A report released this morning by the Woodrow Wilson International Center for Scholars, a research and policy arm of the Smithsonian Institution, warns that the burgeoning nanotech industry (expected to reach $1 trillion within ten years) could be seriously hurt by a disaster or a crisis of public confidence.
Nanotechnology already has many beneficial applications in computer systems, stain-resistant fabrics, medical diagnostic tests, and cleaning up polluted sites. But nano-particles – smaller than one-thousandth the diameter of a human hair – have specific risks as well. Animal studies have shown that some can cause deadly airway blockages or can migrate from nasal passages into the brain and other organs. Other studies suggest nanomaterials can cause irreversible environmental damage once the tiny particles disperse into soil and water.

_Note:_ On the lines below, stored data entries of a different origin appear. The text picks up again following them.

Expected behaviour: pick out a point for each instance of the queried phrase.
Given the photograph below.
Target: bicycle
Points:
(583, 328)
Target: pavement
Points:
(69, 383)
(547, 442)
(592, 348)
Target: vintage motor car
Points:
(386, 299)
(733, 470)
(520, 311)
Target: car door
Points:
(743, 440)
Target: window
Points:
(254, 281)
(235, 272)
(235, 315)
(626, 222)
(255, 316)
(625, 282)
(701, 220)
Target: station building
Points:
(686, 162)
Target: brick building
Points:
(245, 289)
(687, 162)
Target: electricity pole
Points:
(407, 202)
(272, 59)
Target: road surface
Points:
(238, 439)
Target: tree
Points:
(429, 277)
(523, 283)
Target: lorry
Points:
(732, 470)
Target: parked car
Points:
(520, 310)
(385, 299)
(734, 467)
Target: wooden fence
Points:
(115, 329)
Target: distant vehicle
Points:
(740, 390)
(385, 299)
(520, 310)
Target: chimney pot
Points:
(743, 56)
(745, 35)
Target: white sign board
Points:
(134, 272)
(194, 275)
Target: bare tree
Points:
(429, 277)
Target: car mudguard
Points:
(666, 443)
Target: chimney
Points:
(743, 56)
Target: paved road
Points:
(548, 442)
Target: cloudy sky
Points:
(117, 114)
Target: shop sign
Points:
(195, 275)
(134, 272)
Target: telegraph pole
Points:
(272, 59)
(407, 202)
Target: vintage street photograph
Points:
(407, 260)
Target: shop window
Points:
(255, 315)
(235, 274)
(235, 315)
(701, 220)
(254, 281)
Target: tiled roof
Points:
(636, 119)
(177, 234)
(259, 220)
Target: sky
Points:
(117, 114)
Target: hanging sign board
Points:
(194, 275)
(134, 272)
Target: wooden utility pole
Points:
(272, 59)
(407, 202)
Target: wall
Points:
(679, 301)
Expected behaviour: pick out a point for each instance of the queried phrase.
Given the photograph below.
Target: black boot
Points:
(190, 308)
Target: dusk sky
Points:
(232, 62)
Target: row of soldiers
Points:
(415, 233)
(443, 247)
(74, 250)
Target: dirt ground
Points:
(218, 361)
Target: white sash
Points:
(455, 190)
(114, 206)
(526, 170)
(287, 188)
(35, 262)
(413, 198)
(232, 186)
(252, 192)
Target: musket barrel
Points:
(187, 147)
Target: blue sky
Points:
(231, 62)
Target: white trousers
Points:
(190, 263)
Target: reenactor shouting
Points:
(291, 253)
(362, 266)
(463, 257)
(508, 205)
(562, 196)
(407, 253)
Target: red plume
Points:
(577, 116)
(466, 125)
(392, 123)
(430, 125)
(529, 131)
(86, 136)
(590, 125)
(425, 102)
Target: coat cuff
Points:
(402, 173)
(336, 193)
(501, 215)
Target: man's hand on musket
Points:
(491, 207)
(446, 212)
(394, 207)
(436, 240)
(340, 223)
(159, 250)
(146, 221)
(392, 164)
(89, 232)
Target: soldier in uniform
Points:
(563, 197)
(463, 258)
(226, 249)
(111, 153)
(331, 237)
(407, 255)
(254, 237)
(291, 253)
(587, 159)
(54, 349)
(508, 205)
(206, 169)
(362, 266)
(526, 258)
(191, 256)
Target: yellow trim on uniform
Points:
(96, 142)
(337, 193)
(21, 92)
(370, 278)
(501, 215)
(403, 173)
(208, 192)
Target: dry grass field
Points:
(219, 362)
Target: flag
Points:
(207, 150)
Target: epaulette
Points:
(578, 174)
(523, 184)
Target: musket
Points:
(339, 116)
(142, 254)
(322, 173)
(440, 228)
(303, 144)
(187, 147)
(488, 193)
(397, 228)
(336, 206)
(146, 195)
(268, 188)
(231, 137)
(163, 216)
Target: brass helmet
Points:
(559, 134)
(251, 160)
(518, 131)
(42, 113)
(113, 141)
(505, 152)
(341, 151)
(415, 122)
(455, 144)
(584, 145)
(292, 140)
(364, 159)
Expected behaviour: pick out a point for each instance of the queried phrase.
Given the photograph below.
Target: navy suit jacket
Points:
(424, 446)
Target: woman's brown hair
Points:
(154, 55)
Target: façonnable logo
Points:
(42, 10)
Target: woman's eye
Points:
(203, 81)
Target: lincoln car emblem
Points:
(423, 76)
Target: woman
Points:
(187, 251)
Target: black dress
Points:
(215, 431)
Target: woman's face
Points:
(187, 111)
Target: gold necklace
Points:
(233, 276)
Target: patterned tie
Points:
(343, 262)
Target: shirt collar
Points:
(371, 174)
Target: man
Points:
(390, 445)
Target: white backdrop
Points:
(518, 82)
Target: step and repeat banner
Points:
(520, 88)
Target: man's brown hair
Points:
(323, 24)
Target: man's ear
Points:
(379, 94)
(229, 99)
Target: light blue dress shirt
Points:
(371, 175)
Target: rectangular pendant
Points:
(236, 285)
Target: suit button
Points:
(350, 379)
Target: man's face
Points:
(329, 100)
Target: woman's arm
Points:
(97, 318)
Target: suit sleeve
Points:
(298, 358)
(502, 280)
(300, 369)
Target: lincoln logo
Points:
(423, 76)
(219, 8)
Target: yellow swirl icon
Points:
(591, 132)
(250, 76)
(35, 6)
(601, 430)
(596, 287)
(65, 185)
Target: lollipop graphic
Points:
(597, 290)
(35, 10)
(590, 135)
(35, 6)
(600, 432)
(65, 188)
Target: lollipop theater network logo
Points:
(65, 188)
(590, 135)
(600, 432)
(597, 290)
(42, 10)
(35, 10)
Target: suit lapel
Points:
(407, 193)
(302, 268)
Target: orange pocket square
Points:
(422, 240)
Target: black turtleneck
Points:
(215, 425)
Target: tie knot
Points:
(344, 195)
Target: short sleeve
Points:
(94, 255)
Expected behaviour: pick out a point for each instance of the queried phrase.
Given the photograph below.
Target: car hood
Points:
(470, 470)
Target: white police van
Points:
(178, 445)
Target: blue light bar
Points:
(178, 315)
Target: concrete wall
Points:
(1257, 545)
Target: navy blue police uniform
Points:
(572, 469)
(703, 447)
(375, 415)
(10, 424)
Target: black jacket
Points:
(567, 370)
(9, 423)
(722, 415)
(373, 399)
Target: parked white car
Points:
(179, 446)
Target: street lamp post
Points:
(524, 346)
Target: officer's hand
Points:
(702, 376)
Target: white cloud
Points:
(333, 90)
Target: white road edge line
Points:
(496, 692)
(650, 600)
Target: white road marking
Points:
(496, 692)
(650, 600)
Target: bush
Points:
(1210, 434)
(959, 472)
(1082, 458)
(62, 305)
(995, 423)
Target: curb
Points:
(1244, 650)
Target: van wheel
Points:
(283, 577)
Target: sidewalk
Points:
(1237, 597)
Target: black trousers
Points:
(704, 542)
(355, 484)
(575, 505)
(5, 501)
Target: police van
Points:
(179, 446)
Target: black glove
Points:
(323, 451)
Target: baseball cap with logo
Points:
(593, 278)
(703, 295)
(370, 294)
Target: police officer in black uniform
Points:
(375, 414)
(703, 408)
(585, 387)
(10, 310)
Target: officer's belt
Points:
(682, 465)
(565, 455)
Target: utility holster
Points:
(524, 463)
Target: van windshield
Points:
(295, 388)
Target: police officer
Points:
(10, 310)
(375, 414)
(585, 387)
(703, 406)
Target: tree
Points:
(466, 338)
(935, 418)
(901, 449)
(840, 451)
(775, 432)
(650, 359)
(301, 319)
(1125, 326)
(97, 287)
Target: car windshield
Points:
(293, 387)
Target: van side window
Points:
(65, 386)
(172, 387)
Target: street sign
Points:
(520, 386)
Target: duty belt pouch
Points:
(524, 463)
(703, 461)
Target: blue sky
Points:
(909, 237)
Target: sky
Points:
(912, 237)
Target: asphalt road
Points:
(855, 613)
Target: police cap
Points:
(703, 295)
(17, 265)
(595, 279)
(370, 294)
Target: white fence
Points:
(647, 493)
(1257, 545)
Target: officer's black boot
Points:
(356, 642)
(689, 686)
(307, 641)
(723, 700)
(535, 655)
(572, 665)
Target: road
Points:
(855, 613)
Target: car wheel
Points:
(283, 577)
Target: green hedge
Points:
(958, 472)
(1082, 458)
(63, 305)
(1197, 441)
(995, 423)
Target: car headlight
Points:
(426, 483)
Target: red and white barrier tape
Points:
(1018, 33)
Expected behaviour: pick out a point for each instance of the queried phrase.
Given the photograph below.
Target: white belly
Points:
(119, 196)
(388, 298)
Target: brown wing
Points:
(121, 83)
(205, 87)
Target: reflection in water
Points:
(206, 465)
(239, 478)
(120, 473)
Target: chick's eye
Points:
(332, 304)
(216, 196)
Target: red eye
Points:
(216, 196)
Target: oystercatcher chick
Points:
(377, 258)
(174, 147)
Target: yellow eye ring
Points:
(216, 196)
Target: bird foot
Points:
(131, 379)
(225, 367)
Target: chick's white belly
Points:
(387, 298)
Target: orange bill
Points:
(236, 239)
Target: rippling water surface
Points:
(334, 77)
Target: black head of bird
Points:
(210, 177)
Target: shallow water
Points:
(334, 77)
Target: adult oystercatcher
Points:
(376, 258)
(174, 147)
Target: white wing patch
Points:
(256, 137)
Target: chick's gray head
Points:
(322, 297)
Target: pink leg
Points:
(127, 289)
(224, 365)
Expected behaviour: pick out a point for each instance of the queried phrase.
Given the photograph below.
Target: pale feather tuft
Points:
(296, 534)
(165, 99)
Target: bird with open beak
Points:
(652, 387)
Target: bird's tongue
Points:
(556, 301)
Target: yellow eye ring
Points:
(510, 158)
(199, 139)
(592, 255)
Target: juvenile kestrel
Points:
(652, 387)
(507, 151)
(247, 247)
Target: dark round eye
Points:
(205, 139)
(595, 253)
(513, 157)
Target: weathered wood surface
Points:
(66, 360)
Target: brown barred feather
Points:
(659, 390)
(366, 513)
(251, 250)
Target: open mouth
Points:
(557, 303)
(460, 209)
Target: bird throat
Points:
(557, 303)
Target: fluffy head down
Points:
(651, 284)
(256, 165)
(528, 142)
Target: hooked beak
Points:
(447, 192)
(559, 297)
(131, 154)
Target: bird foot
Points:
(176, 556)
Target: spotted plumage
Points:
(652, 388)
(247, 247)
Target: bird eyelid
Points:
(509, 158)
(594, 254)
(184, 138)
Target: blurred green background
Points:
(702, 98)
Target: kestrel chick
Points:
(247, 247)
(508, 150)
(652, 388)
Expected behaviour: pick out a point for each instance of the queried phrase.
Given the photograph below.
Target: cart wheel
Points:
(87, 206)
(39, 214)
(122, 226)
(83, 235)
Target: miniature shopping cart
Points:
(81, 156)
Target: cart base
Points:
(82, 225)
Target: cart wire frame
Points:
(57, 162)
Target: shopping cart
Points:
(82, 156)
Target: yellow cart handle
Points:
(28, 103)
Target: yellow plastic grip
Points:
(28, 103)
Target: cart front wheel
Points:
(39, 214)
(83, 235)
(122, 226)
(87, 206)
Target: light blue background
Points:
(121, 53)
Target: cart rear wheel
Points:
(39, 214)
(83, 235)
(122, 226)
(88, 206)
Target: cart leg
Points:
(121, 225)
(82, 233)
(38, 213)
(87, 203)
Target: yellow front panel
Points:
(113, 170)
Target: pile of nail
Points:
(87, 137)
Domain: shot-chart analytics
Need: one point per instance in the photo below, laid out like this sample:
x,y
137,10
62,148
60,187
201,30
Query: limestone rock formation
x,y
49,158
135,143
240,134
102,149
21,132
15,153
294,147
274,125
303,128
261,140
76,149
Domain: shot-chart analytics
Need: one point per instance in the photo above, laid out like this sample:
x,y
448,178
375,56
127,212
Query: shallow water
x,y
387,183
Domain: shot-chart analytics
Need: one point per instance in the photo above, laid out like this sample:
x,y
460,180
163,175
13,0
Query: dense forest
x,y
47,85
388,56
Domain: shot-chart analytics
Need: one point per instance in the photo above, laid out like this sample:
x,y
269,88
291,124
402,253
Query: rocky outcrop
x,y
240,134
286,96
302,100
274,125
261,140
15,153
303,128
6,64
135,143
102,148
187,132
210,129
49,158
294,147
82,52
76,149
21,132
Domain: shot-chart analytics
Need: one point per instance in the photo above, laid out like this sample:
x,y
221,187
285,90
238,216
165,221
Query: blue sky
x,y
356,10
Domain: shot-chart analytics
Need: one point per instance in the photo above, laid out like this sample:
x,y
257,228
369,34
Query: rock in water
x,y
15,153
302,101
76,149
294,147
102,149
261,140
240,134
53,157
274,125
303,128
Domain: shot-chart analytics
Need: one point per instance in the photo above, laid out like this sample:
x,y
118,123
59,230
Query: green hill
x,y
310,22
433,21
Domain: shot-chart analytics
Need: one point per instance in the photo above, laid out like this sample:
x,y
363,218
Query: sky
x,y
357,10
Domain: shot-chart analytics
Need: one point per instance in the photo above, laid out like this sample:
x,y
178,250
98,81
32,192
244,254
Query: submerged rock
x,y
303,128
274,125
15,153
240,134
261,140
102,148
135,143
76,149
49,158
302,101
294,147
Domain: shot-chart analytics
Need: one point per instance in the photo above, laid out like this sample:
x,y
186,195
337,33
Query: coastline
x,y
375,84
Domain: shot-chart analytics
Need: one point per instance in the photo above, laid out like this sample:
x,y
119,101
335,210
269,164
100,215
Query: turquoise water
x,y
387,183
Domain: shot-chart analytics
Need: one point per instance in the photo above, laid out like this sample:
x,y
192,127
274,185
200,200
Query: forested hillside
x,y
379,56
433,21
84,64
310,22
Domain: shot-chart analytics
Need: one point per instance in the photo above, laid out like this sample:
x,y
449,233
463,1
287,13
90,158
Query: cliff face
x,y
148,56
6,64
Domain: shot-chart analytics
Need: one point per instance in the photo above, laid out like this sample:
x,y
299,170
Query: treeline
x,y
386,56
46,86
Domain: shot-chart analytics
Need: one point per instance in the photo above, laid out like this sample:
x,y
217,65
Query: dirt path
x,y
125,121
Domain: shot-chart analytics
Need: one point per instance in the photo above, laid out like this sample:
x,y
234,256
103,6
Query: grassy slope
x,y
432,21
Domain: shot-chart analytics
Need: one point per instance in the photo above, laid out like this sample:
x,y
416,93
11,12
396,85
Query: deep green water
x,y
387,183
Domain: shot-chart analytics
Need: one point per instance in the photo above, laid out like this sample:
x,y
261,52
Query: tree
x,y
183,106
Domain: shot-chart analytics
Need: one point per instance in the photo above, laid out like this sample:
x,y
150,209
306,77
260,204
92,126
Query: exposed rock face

Clarence Davies, an environmental policy analyst in several presidential administrations, said policy makers and nanotechnology leaders should learn from mistakes made in the areas agricultural biotechnology and nuclear power, for example, and create stricter laws and regulations governing nanotech.
Several officials and industry representatives argued against the report’s suggestions, saying that existing regulations are adequate based on information currently available.